In 1948 she was a bare-boat chartered renamed the Ashford, and entered the rescue towage market. She was handed back to the Admialty in 1952. She was then sold to a Canadian firm, the Great Lake Paper Company and renamed Chris M ,after Chris Michels, a senior employee of the company and sailed the Great Lakes for fifteen years towing timber rafts on Lake Superior. In the early 1970s the aged ship was to be sold for scrap, but the steel hull was still in very good condition and she was bought by Nautical Adventures Co. for a possible conversion. They completely rebuilt the Chris M as a three masted schooner in the style of the 1880s and she assumed her original name the Empire Sandy .

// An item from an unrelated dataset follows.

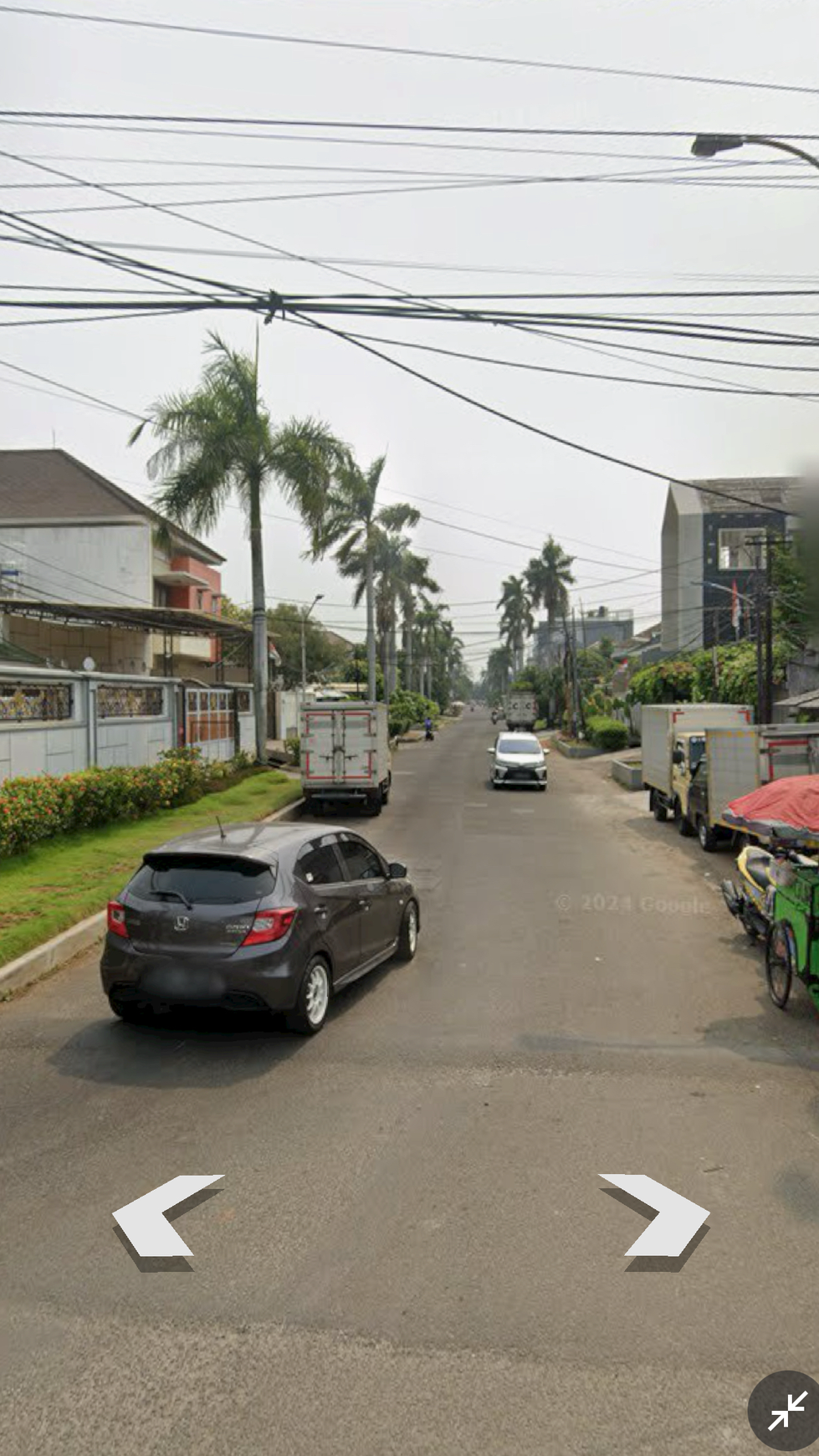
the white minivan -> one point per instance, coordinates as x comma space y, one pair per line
520, 759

Metro Toronto Police Marine Division

Captain John's Harbour Boat Restaurant is a well known restaurant and banquet hall. It is located in the MS Jadran a former Adriatic passenger ship now permanently docked at Yonge Street and Queen's Quay.
The restaurant is owned and operated by John Letnik who came to Canada as a refugee from Yugoslavia in 1957. He opened the restaurant aboard the MS Normac in 1970. The Normac had served several years with the Detroit Fire Department and then as a ferry that travelled between Tobermory and Manitoulin Island. In 1975 Letnik bought the larger Jadran from the Yugoslav government. The Jadran was one of three luxury cruise ships built in Split for the Jadranska Linijska Plovidba company. For several years it operated as a luxury cruise ship in the Adriatic and Aegean. Letnik purchased the ship in 1975 for a million dollars, and it became a second location for his restaurant.

In 1981 the Normac was struck by Metro operated ferry Trillium and sunk. No one was hurt, but the restaurant was destroyed. This set off a long legal battle between Letnik and the city. Letnik was eventually awarded damages, but reportedly not enough to compensate for the destruction. The Normac was raised and refurbished and served as a floating restaurant in other communities with the Jadran being the sole home of Captain John's since then.

Despite poor reviews by local papers, the restaurant boasts signs that proclaim to eat at Captain John's is to eat "the best seafood in town!" Reviews by patrons are decidedly mixed. The restaurant's clientele is primarily tourists and many bus tours stop at Captain John's.

The Redpath Sugar Building is a sugar storage, refining and museum building in located just east of downtown at the foot of Jarvis Street at Queen's Quay.

The building which was opened in 1958, houses the storage and refining plant for Redpath Sugar.The complex consists of Building 1 (8 floors), a chimney stack and Building 2 (5 floors) houses the sugar museum. The sugar processed at the plant originates in the Caribbean and is delivered by ships . Due to the limited shipping season, sugar cane is stockpiled each fall in facilities next to the processing plant.

Since 1979, Redpath has operated the Redpath Sugar Museum in the building, with exhibits on the refining of sugar and making of sugar products.

Large ship off loading at the Redpath Sugar Co.